So my new cell-phone rang. The one with the international
roaming plan I can take anywhere in the world and the unlisted
number I hadn’t given to anyone.
I should’ve known better. I thumbed the button, giving an
absent hello.
"Is this Donna Harrison?"
"Speaking."
"No it's not." Cackling laughter spewed from the phone as I
held it away, glancing at the display. KNOWN NUMB. I
sighed in recognition.
"Hello Mother, what is it now?" I sat on my overstuffed
suitcase by the front door. Next time I got this close to
the exit, I’d make a break for it.
"You're Diane to me."
"No, I'm your other daughter." My sister Diane spent the months
after Mom's funeral in the psych ward. The shrinks called it
an extreme social anxiety disorder, because she shrieked and cried
uncontrollably when the phone rang.
"You're just this little voice on the phone. Did I tell you
about Ethan? He started kindergarten."
"Yes, you sent me Ethan’s school picture." My nephew, the male
heir. Would this be another lecture on the importance of
family? I had a flight to catch.
"I'm looking at this picture of you. Why are you so horribly
thin? You used to be fat."
"That was Diane with the weight problem." Competing
for Mom’s affection always ruined my appetite.
"Yep.

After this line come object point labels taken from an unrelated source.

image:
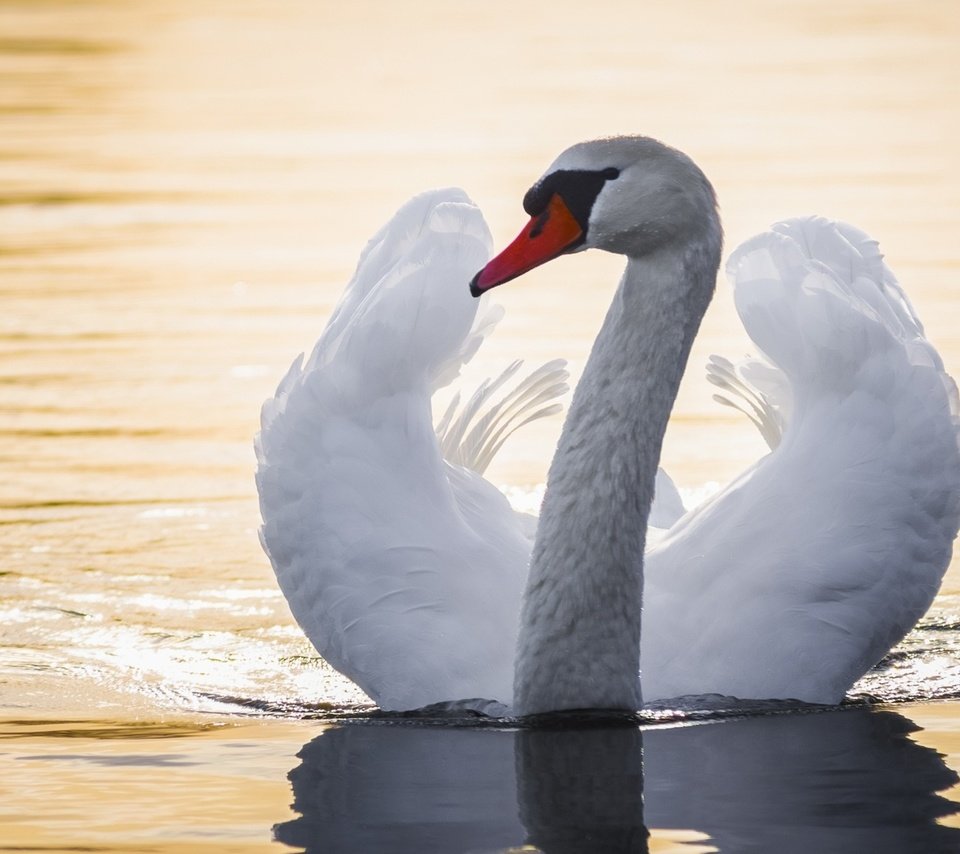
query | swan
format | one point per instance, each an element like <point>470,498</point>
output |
<point>413,576</point>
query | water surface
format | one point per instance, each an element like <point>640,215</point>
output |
<point>185,187</point>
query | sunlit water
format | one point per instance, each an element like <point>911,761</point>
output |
<point>185,187</point>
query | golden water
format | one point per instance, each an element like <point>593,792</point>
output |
<point>184,188</point>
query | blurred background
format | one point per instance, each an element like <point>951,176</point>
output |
<point>185,186</point>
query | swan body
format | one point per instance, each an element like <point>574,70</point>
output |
<point>407,569</point>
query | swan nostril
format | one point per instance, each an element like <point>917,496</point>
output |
<point>540,223</point>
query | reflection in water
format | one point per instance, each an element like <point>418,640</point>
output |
<point>841,781</point>
<point>582,789</point>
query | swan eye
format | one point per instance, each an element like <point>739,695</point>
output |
<point>578,188</point>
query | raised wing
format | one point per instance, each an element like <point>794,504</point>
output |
<point>402,567</point>
<point>802,573</point>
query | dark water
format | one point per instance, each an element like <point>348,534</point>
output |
<point>849,780</point>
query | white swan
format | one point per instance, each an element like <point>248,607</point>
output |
<point>405,569</point>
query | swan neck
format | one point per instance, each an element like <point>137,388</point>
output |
<point>579,642</point>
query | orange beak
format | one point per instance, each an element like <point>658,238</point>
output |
<point>546,236</point>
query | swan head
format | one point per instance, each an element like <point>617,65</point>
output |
<point>630,195</point>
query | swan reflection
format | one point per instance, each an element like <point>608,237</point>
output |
<point>840,781</point>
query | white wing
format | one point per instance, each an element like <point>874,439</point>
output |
<point>802,573</point>
<point>403,568</point>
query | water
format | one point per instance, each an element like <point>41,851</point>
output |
<point>185,187</point>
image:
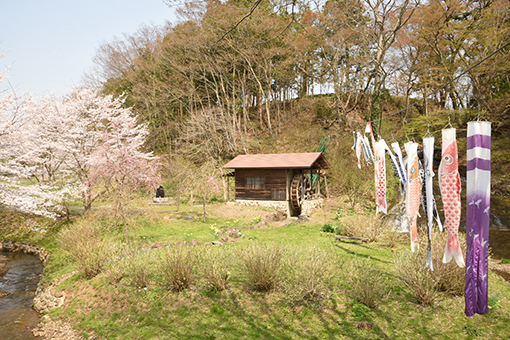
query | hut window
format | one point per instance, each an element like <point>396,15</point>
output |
<point>278,195</point>
<point>255,182</point>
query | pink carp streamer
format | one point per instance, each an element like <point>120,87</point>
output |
<point>478,217</point>
<point>429,202</point>
<point>380,176</point>
<point>449,181</point>
<point>413,191</point>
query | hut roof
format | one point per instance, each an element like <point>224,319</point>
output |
<point>279,161</point>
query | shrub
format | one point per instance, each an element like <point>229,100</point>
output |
<point>177,266</point>
<point>448,277</point>
<point>365,226</point>
<point>328,228</point>
<point>139,268</point>
<point>311,274</point>
<point>263,264</point>
<point>417,278</point>
<point>215,267</point>
<point>87,245</point>
<point>366,283</point>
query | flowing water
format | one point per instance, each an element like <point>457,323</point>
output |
<point>19,275</point>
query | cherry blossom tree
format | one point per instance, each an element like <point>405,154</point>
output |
<point>15,189</point>
<point>83,145</point>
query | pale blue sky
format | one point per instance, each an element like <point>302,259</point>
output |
<point>51,43</point>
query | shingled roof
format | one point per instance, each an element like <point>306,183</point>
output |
<point>279,161</point>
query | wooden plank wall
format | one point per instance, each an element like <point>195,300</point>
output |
<point>273,179</point>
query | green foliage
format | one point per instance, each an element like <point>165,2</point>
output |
<point>363,226</point>
<point>88,246</point>
<point>416,278</point>
<point>310,277</point>
<point>139,267</point>
<point>177,264</point>
<point>328,228</point>
<point>216,266</point>
<point>360,311</point>
<point>367,284</point>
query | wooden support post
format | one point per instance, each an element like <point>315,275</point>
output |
<point>302,185</point>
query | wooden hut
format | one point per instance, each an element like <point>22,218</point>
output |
<point>285,181</point>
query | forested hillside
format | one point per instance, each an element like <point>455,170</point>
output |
<point>229,71</point>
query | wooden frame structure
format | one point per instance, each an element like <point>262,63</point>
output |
<point>291,178</point>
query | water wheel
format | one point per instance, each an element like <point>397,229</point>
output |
<point>296,191</point>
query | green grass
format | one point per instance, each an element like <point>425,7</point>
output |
<point>123,311</point>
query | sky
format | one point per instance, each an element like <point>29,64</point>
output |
<point>50,44</point>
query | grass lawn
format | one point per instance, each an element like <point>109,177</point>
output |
<point>317,293</point>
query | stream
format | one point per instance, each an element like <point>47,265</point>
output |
<point>19,275</point>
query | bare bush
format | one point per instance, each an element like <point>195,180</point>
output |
<point>177,265</point>
<point>215,267</point>
<point>365,226</point>
<point>417,278</point>
<point>264,265</point>
<point>88,246</point>
<point>366,283</point>
<point>139,268</point>
<point>311,274</point>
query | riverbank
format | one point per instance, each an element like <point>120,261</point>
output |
<point>46,297</point>
<point>316,296</point>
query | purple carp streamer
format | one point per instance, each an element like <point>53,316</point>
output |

Diane always was plump as a calf ready for the
slaughterhouse."
"Mom, you're dead now. Rest in peace?"
Silence. All of two heartbeat's worth.
"Is that any way to talk to your mother?"
What else could I do? I hung up.
***
Once a common psychic phenomenon when connections required
filaments and wires, mediums conjured voices of the dead on
radios, telephones and televisions, claiming to tune in to a
spiritual frequency. I wished I could tune it out.
When the phone calls started, I tried to block unknown numbers
on my caller ID. They jammed the system. I disconnected the
land-line and changed the mobile number. My dead aunt called to
tell me I was a bad daughter. My dead father called to say it
isn't that easy to escape the past. My dead mother went on
and on about a door.
***
The phone buzzed again, an off-key ring tone I didn't program.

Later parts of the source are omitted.